Johnson & Johnson Loses Another Hip Implant Jury Trial

DePuy Orthopedics loses another big jury trialThe total amount awarded to patients implanted with metal-on-metal hip implants from Johnson & Johnson’s DePuy Orthopedic unit grew by over a quarter of a billion dollars this month in the latest Dallas jury verdict. This represents the corporation’s third significant loss in a matter that has close to 10,000 additional plaintiffs waiting for their own days in court.

For those that have been following these cases, this latest DePuy hip implant decision reads very similarly to the others. The plaintiffs allege that DePuy falsely represented the safety of its Pinnacle hip implant devices to doctors after rushing the product to market. Given the device’s metal-on-metal connections, doctors were obviously concerned. However, DePuy representatives repeatedly gave assurances that any issues regarding the metal-on-metal nature of the device had been resolved and that there was little risk from metal shavings breaking free and leading to any ill effects in patients’ bodies.

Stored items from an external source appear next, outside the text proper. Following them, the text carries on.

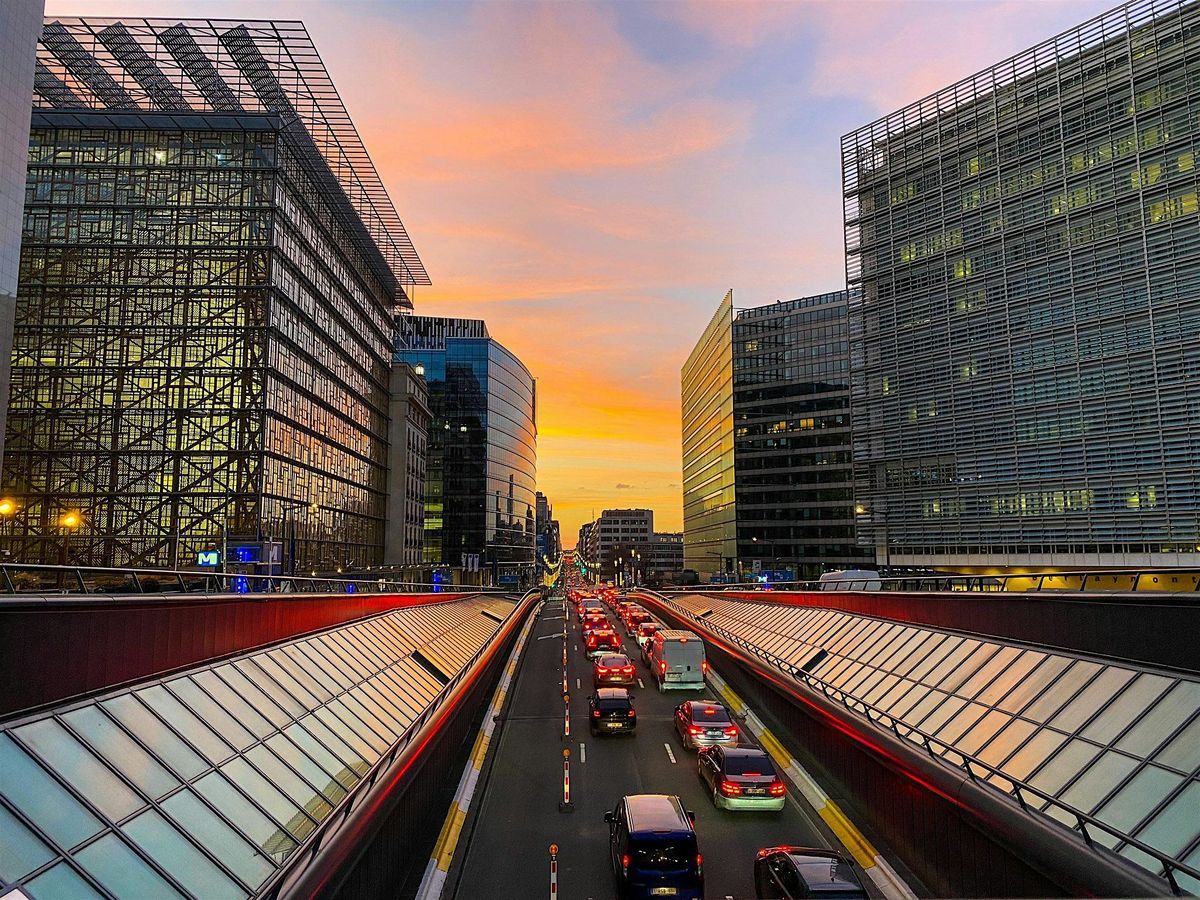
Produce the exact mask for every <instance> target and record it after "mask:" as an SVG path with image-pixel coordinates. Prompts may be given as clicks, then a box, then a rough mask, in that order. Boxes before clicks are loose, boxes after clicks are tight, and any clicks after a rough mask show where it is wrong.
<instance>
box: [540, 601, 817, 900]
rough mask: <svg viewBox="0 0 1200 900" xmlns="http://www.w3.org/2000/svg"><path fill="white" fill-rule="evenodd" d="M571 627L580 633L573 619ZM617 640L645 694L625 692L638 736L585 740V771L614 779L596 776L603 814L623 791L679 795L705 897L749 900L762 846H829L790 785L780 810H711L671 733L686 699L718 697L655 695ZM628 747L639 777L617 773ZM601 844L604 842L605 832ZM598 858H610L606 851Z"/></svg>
mask: <svg viewBox="0 0 1200 900" xmlns="http://www.w3.org/2000/svg"><path fill="white" fill-rule="evenodd" d="M610 619H612V620H616V617H613V616H612V614H610ZM572 626H574V628H575V629H577V628H578V626H577V623H574V619H572ZM572 634H575V632H574V631H572ZM619 634H622V637H623V646H624V652H625V654H626V655H629V656H630V658H631V659H634V660H635V665H636V667H637V673H638V676H640V677H641V679H642V683H643V684H644V685H646V688H644V689H632V690H631V691H630V694H631V695H632V696H634V706H635V707H636V709H637V734H636V737H634V738H631V739H630V738H628V737H626V736H607V737H602V738H589V739H588V745H587V746H588V751H587V752H588V757H587V758H588V762H587V766H586V767H584V768H587V769H588V775H589V779H590V778H593V776H595V775H596V772H598V770H600V772H604V773H610V772H611V773H613V778H600V781H601V788H602V790H606V791H607V792H608V799H607V803H606V804H605V808H606V809H613V808H614V806H616V805H617V800H619V799H620V797H622V796H624V794H626V793H673V794H677V796H678V797H679V799H680V800H683V804H684V806H685V808H686V809H689V810H691V811H694V812H695V814H696V838H697V841H698V845H700V852H701V853H702V854H703V857H704V893H706V895H708V896H710V898H725V896H736V898H752V896H754V895H755V892H754V859H755V854H756V853H757V852H758V850H760V848H761V847H772V846H778V845H780V844H794V845H799V846H806V847H826V846H828V841H827V840H826V839H824V836H823V834H822V833H821V830H820V828H818V827H817V824H816V823H815V822H814V817H815V814H814V812H812V811H811V810H810V809H808V808H806V806H802V804H803V803H804V800H803V798H799V797H794V796H792V793H793V792H792V787H791V785H788V800H787V803H786V804H785V806H784V809H782V810H781V811H780V812H731V811H728V810H722V809H718V808H716V806H715V805H714V804H713V799H712V796H710V794H709V792H708V787H707V785H706V784H704V782H703V781H701V779H700V775H698V772H697V764H696V761H697V754H696V752H695V751H691V750H684V748H683V743H682V742H680V739H679V734H678V733H677V732H676V728H674V709H676V707H677V706H678V704H679V703H682V702H683V701H685V700H694V698H700V697H704V698H714V697H715V692H714V691H712V690H706V691H685V690H668V691H662V692H659V690H658V688H656V686H655V682H654V680H653V679H652V678H650V673H649V670H648V668H647V667H646V665H644V664H643V662H642V659H641V652H640V650H638V648H637V644H636V642H635V641H634V638H631V637H628V636H625V635H624V632H623V631H622V632H619ZM581 655H582V654H581ZM586 683H587V682H586ZM572 727H574V726H572ZM739 740H740V744H739V745H742V746H755V743H754V740H750V739H748V736H746V734H745V732H744V730H743V732H742V734H740V736H739ZM631 744H636V746H630V752H629V754H628V755H626V756H634V757H636V762H637V767H636V773H629V774H624V769H622V768H618V767H620V766H622V764H623V763H624V758H623V754H624V749H625V746H629V745H631ZM601 749H602V750H604V751H605V754H604V756H599V755H598V754H599V752H600V751H601ZM610 751H611V752H610ZM668 751H670V752H668ZM672 758H673V761H672ZM594 760H595V761H596V762H598V763H599V764H598V766H596V767H595V769H593V761H594ZM617 772H622V773H623V778H617V776H616V773H617ZM632 779H636V780H632ZM604 839H605V842H606V844H607V830H606V832H605V835H604ZM602 852H604V853H607V846H605V847H604V850H602ZM560 893H562V888H560ZM563 896H568V894H563Z"/></svg>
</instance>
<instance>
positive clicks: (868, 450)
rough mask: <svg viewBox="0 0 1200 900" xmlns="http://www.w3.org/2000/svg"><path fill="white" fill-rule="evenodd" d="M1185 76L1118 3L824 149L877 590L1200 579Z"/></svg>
mask: <svg viewBox="0 0 1200 900" xmlns="http://www.w3.org/2000/svg"><path fill="white" fill-rule="evenodd" d="M1198 59H1200V4H1196V2H1178V1H1176V0H1164V1H1163V2H1147V1H1145V0H1139V1H1138V2H1132V4H1127V5H1124V6H1120V7H1117V8H1115V10H1112V11H1111V12H1108V13H1104V14H1103V16H1099V17H1097V18H1094V19H1091V20H1090V22H1087V23H1085V24H1082V25H1080V26H1079V28H1076V29H1073V30H1070V31H1068V32H1066V34H1062V35H1058V36H1057V37H1052V38H1050V40H1048V41H1045V42H1043V43H1040V44H1039V46H1037V47H1034V48H1032V49H1030V50H1027V52H1025V53H1021V54H1019V55H1016V56H1014V58H1013V59H1009V60H1004V61H1003V62H1001V64H997V65H996V66H994V67H992V68H989V70H986V71H983V72H979V73H978V74H976V76H972V77H971V78H967V79H964V80H962V82H959V83H958V84H954V85H952V86H949V88H946V89H943V90H941V91H938V92H937V94H936V95H934V96H931V97H926V98H924V100H920V101H918V102H913V103H911V104H910V106H907V107H905V108H904V109H900V110H896V112H894V113H892V114H889V115H887V116H884V118H882V119H878V120H877V121H874V122H870V124H869V125H864V126H863V127H860V128H858V130H856V131H853V132H851V133H850V134H846V136H845V137H844V138H842V172H844V174H842V188H844V196H845V198H846V200H845V218H846V221H845V234H846V272H847V280H848V286H850V292H851V293H850V320H851V337H850V341H851V348H852V354H851V359H852V360H853V365H852V373H851V376H852V383H853V390H854V394H853V403H852V407H853V431H854V469H856V492H857V500H858V504H859V510H860V511H859V516H858V533H859V535H860V538H862V539H863V540H864V541H865V542H866V544H868V545H869V546H871V547H874V556H875V559H876V560H877V562H878V563H880V564H882V565H893V566H895V565H905V566H922V568H929V566H941V568H952V569H959V570H970V569H972V568H974V569H980V570H986V569H988V568H990V566H1032V568H1045V566H1064V568H1070V569H1076V568H1081V566H1097V565H1100V566H1147V565H1184V564H1186V565H1193V566H1194V565H1198V564H1200V552H1198V548H1200V406H1198V397H1200V391H1198V380H1196V372H1198V371H1200V305H1198V302H1196V298H1198V295H1200V199H1198V198H1200V186H1198V174H1200V166H1198V146H1200V143H1198V142H1200V118H1198V114H1196V109H1198V106H1200V77H1198V70H1196V60H1198Z"/></svg>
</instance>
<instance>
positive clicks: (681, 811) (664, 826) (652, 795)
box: [625, 793, 691, 832]
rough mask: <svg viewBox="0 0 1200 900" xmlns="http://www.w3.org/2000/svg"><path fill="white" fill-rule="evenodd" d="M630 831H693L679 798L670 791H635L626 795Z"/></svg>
mask: <svg viewBox="0 0 1200 900" xmlns="http://www.w3.org/2000/svg"><path fill="white" fill-rule="evenodd" d="M625 806H626V809H628V810H629V829H630V832H691V823H690V822H688V815H686V814H685V812H684V810H683V804H680V803H679V798H678V797H676V796H674V794H668V793H635V794H629V796H626V797H625Z"/></svg>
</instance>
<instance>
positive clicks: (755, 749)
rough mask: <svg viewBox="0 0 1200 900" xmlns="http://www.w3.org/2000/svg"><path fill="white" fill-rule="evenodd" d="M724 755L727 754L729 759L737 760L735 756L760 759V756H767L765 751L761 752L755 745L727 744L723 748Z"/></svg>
mask: <svg viewBox="0 0 1200 900" xmlns="http://www.w3.org/2000/svg"><path fill="white" fill-rule="evenodd" d="M725 755H726V756H728V757H730V758H731V760H737V758H742V760H745V758H751V760H761V758H762V757H764V756H767V754H766V752H763V751H762V750H760V749H758V748H756V746H737V748H734V746H727V748H725Z"/></svg>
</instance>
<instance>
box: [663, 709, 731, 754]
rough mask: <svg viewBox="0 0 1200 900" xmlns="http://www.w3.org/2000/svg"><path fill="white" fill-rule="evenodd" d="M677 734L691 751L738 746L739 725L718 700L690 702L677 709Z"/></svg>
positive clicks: (676, 726)
mask: <svg viewBox="0 0 1200 900" xmlns="http://www.w3.org/2000/svg"><path fill="white" fill-rule="evenodd" d="M674 722H676V731H677V732H679V739H680V740H682V742H683V745H684V746H685V748H686V749H689V750H698V749H700V748H702V746H716V745H718V744H720V745H721V746H737V745H738V726H737V725H734V724H733V720H732V719H731V718H730V712H728V710H727V709H726V708H725V707H724V706H721V704H720V703H718V702H716V701H715V700H686V701H684V702H683V703H680V704H679V706H677V707H676V715H674Z"/></svg>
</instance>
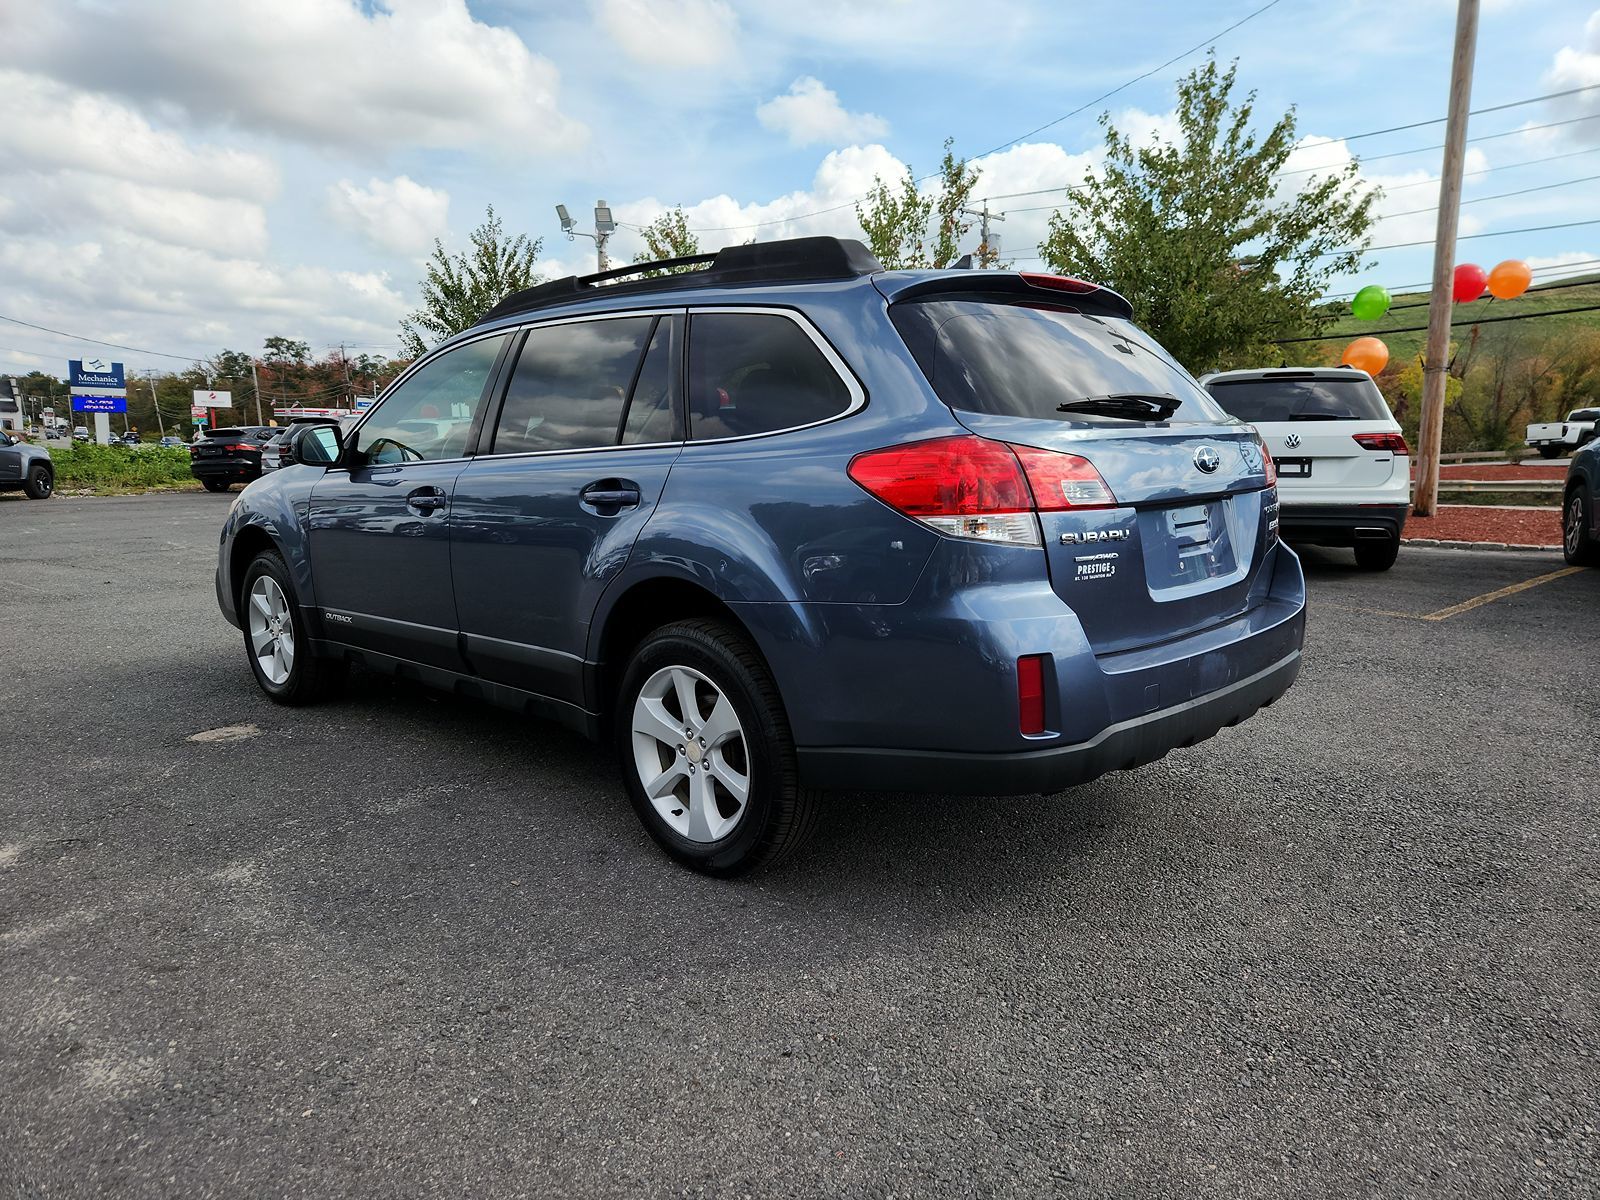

2016 would see massive penalties for DePuy as the second largest jury award of the year would be decided in favor of five plaintiffs that brought suit against the company. A jury in a Dallas federal courtroom awarded $142 million in damages and another $360 million punitively to the patients for injuries and harm sustained from their DePuy hip implants. A Texas law that limits how much can be awarded punitively against a company would later lead to significant cuts being made to that amount, but the message was clear – juries believed that DePuy wasn’t acting in the best interest of patients and they were going to punish the company for that.

The latest case has stunning similarities. The plaintiffs’ attorney tells of a “grand seduction” being played against surgeons convincing them that DePuy had “solved the metal-on-metal problem.” And in the end – just as in the past – the jury agreed. They found that DePuy was using “intentional misrepresentations” when discussing their hip implants and engaging in “deceptive business practices” when marketing them.

DePuy may be starting to feel the heat building around them. In a stunning development earlier this month, allegations of witness tampering surfaced against the company when a surgeon serving as an expert witness in the matter stated in a sworn affidavit that a DePuy sales representative appeared to threaten his practice as a result of his involvement in the case. That matter has been turned over to the U.S. Attorney’s Office and the Federal Bureau of Investigation.